As distorções são inúmeras. No sistema brasileiro, introduziu-se o conceito de tempo de serviço com todas as vantagens fictícias, principalmente nos regimes especiais. No setor público é comum as pessoas se aposentarem aos 40 anos; em alguns casos, até a partir dos 37 anos.
A Previdência Social é um seguro social profundamente injusto. Aqueles que a custeiam não são os que se aposentam cedo, por tempo de serviço, e com renda mais alta. O ônus recai sobre os que se aposentam mais tarde, por idade, e ganham menos. Será que essa injustiça também não indigna nossa sociedade?

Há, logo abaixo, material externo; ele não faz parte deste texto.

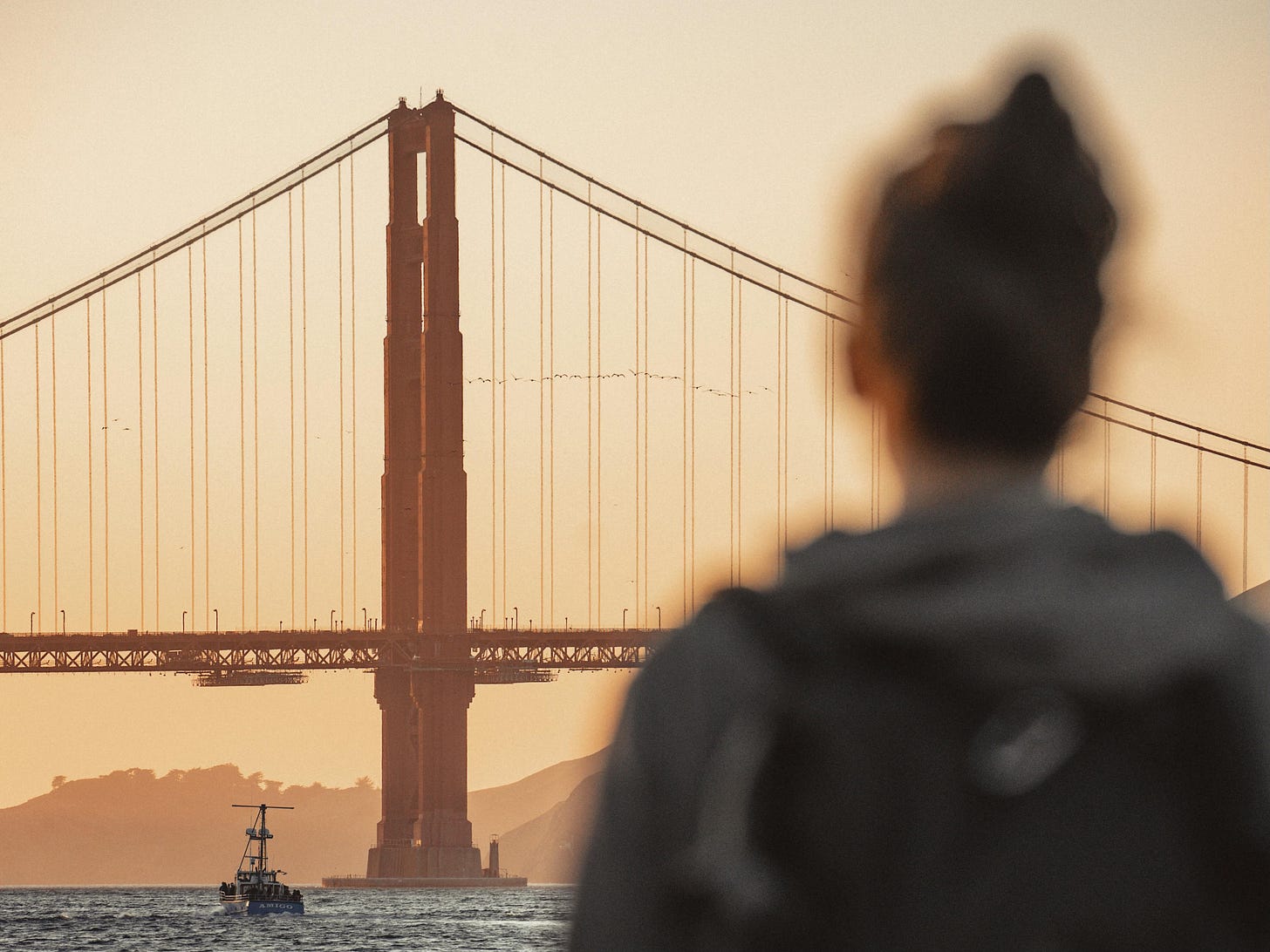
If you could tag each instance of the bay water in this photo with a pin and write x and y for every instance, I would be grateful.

A grande maioria dos trabalhadores rurais não contribuiu com a Previdência, mas tem seus direitos assegurados constitucionalmente. Trata-se de um custo que está sendo assumido pelo contribuinte que pagou para se aposentar em faixa mais elevada, o que não consegue.

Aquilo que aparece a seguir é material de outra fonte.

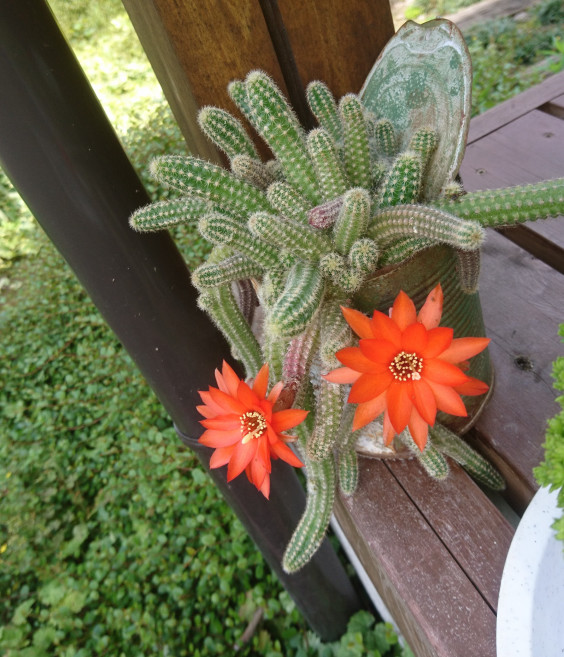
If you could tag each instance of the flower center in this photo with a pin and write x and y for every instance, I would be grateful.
(253, 425)
(406, 366)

Os absurdos que cercam a Previdência hoje são legais, mas mesmo alterando a legislação é necessário ocorrer também uma reforma de valores, baseada na realidade e na justiça. São elogiáveis atitudes como as do empresário Silvino Geremia - tanto a de custear educação para seus funcionários quanto a de denunciar uma situação que lhe parece absurda.
Acredito, entretanto, que a insurreição do empresário, ou sua justa indignação, uma vez acolhidos por ele os esclarecimentos aqui apresentados, possa servir como valioso instrumento para disseminar a compreensão sobre onde devem realmente incidir os benefícios sociais da isenção. Se generalizado o entendimento de que a Previdência deve arcar com todos esses ônus, estou certo de que ela se extinguiria.